По крутой лестнице Аркадьев медленно сошел вниз, открыл дверь и увидел группу офицеров, столпившихся вокруг шахматистов. Хотел подойти, но тут же раздумал и быстро свернул за угол дома. На опустевшей улице остановился. Идти было некуда. Во всем городе ни друга, ни товарища. И вообще они как-то растерялись. Те, что были в Москве, забылись, новые не нравились или жене, или ему. Вот и не к кому было податься в горькую минуту. Из здешних знакомых ближе всех был генерал Амбаровский, но он в соседнем городе. Да и не расскажешь ему о многом — начальник.
Злость, которую смягчила рюмка коньяку, снова изжогой подступила к горлу. Ноги сами собой понесли к темному концу улицы. Шаг замедлился лишь в тот момент, когда меж темными молодыми тополями показалась белая крыша домика-коттеджа. Сюда Геннадия Васильевича не раз приглашала в гости Любовь Андреевна, жена заместителя командира дивизии, уехавшего в командировку за границу. Можно было зайти — Геннадий Васильевич задумался.
Три года назад он познакомился с ней в Сухуми, провел несколько вечеров. Там она его побаивалась, здесь, кажется, он — ее. Вот оторопели, не хотят идти ноги, а месяц назад пришлось краснеть — несколько раз прошел мимо и дождался упрека: «Геннадий Васильевич, вы не узнаете или не замечаете знакомых?» — хотя живость и лукаво-ласковая улыбка Любови Андреевны тянули к себе.
Аркадьев остановился. Ему захотелось увидеть ее, посидеть, помолчать, неопределенно вздохнуть и махнуть рукой, если догадается, от чего муторно на душе. Краем сознания прошла мысль: «А может, порвать с Ларисой… и кончится нервотрепка? Эта не изнежена музыкой, театрами, в Москве ни папы, ни квартиры».

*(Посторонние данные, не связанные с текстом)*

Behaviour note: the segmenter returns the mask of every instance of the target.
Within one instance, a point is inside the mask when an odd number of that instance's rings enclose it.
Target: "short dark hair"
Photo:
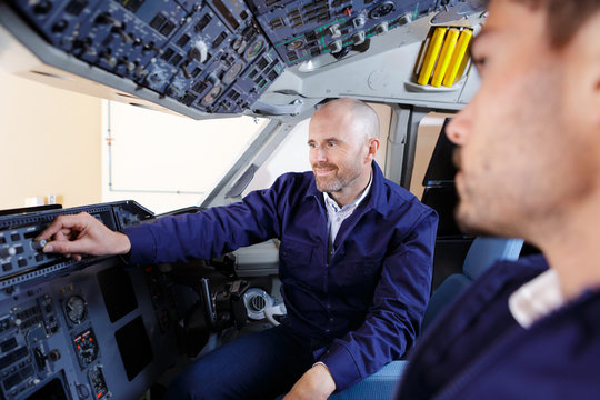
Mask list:
[[[490,3],[496,0],[483,0]],[[600,11],[598,0],[511,0],[534,9],[544,9],[548,18],[547,29],[550,44],[560,49],[568,44],[579,28]]]

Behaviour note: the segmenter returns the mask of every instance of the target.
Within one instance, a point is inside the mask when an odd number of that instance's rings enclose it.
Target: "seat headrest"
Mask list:
[[[476,238],[464,258],[462,271],[476,279],[496,261],[517,260],[522,247],[522,239]]]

Как ни одиноко было Аркадьеву, он не решился зайти на огонек. Прошел до реки, бросил несколько камешков в темную воду и побрел назад. Издали кинул на домик взгляд. Света в окне уже не было, от деревьев веяло сном, и Геннадий Васильевич тоскливо вздохнул, представив свою квартиру, спину жены, застывшую в брезгливом ожидании его прикосновения.
Вдруг собственное имя, произнесенное мягко, чуть удивленно, испугало его. Он остановился. В калитке стояла Любовь Андреевна.
— Гуляете, один?!
— Да, прошелся перед сном, — ответил Аркадьев сдавленным голосом.

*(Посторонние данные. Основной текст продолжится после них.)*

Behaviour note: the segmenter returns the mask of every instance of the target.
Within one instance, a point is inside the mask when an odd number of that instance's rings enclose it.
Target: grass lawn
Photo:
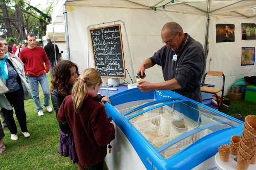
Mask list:
[[[49,74],[47,77],[50,84]],[[44,95],[39,87],[40,100],[43,106]],[[51,101],[50,104],[52,107]],[[25,102],[29,138],[23,136],[16,119],[19,137],[17,141],[11,140],[10,131],[5,128],[3,139],[6,149],[0,154],[0,170],[77,169],[69,158],[60,156],[59,128],[55,112],[48,113],[43,107],[44,115],[39,117],[33,100]]]
[[[47,77],[50,83],[49,74]],[[43,104],[44,96],[39,87]],[[52,106],[51,101],[50,103]],[[17,119],[18,140],[12,141],[9,130],[4,129],[6,150],[0,155],[0,170],[77,169],[69,158],[59,156],[59,128],[55,112],[53,111],[49,113],[44,108],[44,116],[38,116],[32,99],[25,101],[25,108],[28,129],[31,136],[29,139],[23,137]],[[256,114],[256,104],[244,100],[231,101],[229,108],[222,111],[227,114]]]
[[[221,112],[228,115],[239,113],[244,116],[256,115],[256,103],[244,100],[231,100],[228,109],[223,108]]]

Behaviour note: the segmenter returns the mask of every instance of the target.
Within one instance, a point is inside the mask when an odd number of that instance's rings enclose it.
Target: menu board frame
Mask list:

— Шли мимо, могли пригласить меня. У реки, видимо, чудно?
— Да, красиво.
— Нехорошо. Одна в поздний час я боюсь, — поежившись, проговорила Любовь Андреевна.
— А я считал вас храброй.
— Смотря в чем.
— Не секрет?
— Нет. Заходите во двор, иначе сплетен не оберетесь.
— А вы их не боитесь? — Аркадьев прошел за калитку.
— Нисколько. Муж пока верит. Пойдемте в дом — мы не юнцы шептаться в темноте.
Войдя в дом, Любовь Андреевна зажгла свет, задернула занавеску.
— Вы чем-то расстроены, Геннадий Васильевич? Садитесь.
— Для командира полка испорченное настроение дело нередкое. Сами знаете.
— Знаю. Только служебные неприятности командиры полков обычно переживают в семье.
Поправляя плетеную прическу, отливающую темной медью, Любовь Андреевна через зеркало бросила взгляд на Аркадьева. Тот с горестной усмешкой приподнял плечи.
— Или… быть красивой — быть счастливой, а жить с красивой…
— Вы тоже красивая, — уклонился от ответа Геннадий Васильевич.
— Куда мне до вашей жены.
— У вас одно существенное преимущество — на пять лет моложе.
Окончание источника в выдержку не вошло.